3 Q-Chem Inputs

3.4 Job Specification: The $rem Input Section

The $rem section in the input file is the means by which users specify the type of calculation that they wish to perform (i.e., level of theory, basis set, convergence criteria, additional special features, etc.). The keyword $rem signals the beginning of the overall job specification. Within the $rem section the user inserts $rem variables (one per line) which define the essential details of the calculation. The allowed format is either

REM_VARIABLE     VALUE    [ comment ]

or alternatively

REM_VARIABLE   =  VALUE   [ comment ]

The “=” sign is automatically discarded and only the first two remaining arguments are read, so that all remaining text is ignored and can be used to place comments in the input file. Thus the $rem section that provides Q-Chem job control takes the form shown in the following example.

The general format of the $rem section of the text input file is

$rem
  REM_VARIABLE  value  [ comment ]
  REM_VARIABLE  value  [ comment ]
  ...
$end

Note:  1. Tab stops can be used to format input. 2. A line prefixed with an exclamation mark ‘!’ is treated as a comment and will be ignored by the program. 3. $rem variables are case-insensitive (as is the whole Q-Chem input file). 4. Depending on the particular $rem variable, “value” may be a keyword (string), an integer, or a logical value (true or false). 5. A complete list of $rem variables can be found in Appendix C.

In this manual, $rem variables will be described using the following format:

REM_VARIABLE_NAME
       A short description of what the variable controls.
TYPE:
       The type of variable (INTEGER, LOGICAL or STRING)
DEFAULT:
       The default value, if any.
OPTIONS:
       A list of the options available to the user.
RECOMMENDATION:
       A brief recommendation, where appropriate.

For example:

IQMOL_FCHK
       Controls printing of a formatted checkpoint file that can be read by the IQmol program.
TYPE:
       LOGICAL
DEFAULT:
       FALSE Do not generate the checkpoint file.
OPTIONS:
       TRUE Generate a checkpoint file named inputfilename.fchk.
RECOMMENDATION:
       For many Q-Chem jobs there is no reason not to generate the checkpoint file. Note that GUI = 2 (used by IQmol) is synonymous with IQMOL_FCHK = TRUE.

For example:

IQMOL_FCHK
       Controls printing of a formatted checkpoint file that can be read by the IQmol program.
TYPE:
       LOGICAL
DEFAULT:
       FALSE Do not generate the checkpoint file.
OPTIONS:
       TRUE Generate a checkpoint file named inputfilename.fchk.
RECOMMENDATION:
       For many Q-Chem jobs there is no reason not to generate the checkpoint file.
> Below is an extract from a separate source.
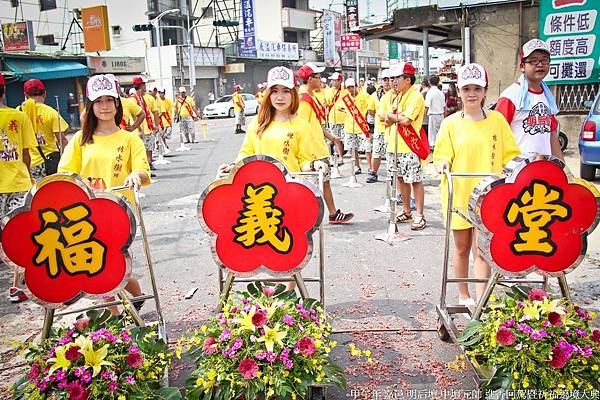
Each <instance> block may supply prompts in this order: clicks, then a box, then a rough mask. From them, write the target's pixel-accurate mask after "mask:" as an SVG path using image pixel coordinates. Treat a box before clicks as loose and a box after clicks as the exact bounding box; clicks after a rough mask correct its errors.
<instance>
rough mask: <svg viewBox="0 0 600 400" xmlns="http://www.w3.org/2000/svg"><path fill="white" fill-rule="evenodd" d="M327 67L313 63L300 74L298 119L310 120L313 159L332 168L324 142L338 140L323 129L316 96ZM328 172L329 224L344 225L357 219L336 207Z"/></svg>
mask: <svg viewBox="0 0 600 400" xmlns="http://www.w3.org/2000/svg"><path fill="white" fill-rule="evenodd" d="M324 70H325V67H318V66H317V65H316V64H314V63H312V62H310V63H307V64H305V65H304V66H302V67H301V68H300V70H299V71H298V76H299V77H300V79H301V80H302V83H303V85H302V86H301V87H300V90H299V93H300V106H299V107H298V116H299V117H300V118H301V119H303V120H305V121H307V122H308V123H309V124H310V125H311V126H312V127H313V128H312V129H311V130H310V132H307V133H306V135H307V136H308V137H309V138H308V140H309V141H310V148H311V153H312V160H313V161H315V163H316V162H317V161H320V162H323V163H326V164H327V165H328V166H329V155H330V154H329V148H328V147H327V144H326V143H325V138H327V139H329V140H331V141H332V142H333V143H336V141H339V139H338V138H337V137H335V136H334V135H333V134H331V132H329V131H328V130H325V129H323V124H324V123H325V118H326V114H325V106H324V105H323V104H321V102H320V101H319V99H318V98H316V97H315V96H314V92H315V90H317V89H319V88H320V87H321V72H323V71H324ZM329 179H330V174H329V169H327V172H326V173H325V179H324V182H323V198H324V200H325V205H326V206H327V209H328V211H329V223H330V224H343V223H346V222H348V221H350V220H351V219H352V218H354V214H352V213H343V212H341V210H339V209H337V208H336V207H335V201H334V199H333V192H332V190H331V185H330V182H329Z"/></svg>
Note that GUI = 2 (used by IQmol) is synonymous with IQMOL_FCHK = TRUE.

If a default setting is indicated for a particular $rem variable, then it is not necessary to declare that variable in order for the default setting to be used. For example, the default value for the variable JOBTYPE is SP, indicating a single-point energy calculation, so to perform such a calculation the user does not need to set the JOBTYPE variable. To perform a geometry optimization, however, it is necessary to override this default by setting JOBTYPE = OPT. System administrator preferences for default $rem settings can be specified in the $QC/config/preferences file, and user preferences in a $HOME/.qchemrc file, both of which are described in Section 2.6.

Q-Chem provides defaults for most $rem variables, but the user will always have to stipulate a few others. In a single point energy calculation, for example, the minimum requirements will be BASIS (defining the basis set) and METHOD (defining the level of theory for correlation and exchange). For example, METHOD = HF invokes a Hartree-Fock calculation, whereas METHOD = CIS specifies a CIS excited-state calculation.

Example 3.10  Example of minimal $rem requirements to run an MP2/6-31G* single-point energy calculation.

$rem
  BASIS         6-31G*   Just a small basis set
  METHOD        mp2      MP2
$end

The level of theory can alternatively be specified by setting values for two other $rem variables, EXCHANGE (defining the level of theory to treat exchange) and CORRELATION (defining the level of theory to treat electron correlation, if required). For excited states computed using equation-of-motion (EOM) methods (Chapter 7), there is a third $rem variable, EOM_CORR, which specifies the level of correlation for the target states.

For DFT calculations, METHOD specifies an exchange-correlation functional; see Section 5.4 for a list of supported functionals. For wave function approaches, supported values of METHOD can be found in Section 6.1 for ground-state methods and in Section 7.1 for excited-state methods. If a wave function-based correlation treatment such as MP2 or CC is requested using the CORRELATION keyword, then HF is taken as the default for EXCHANGE.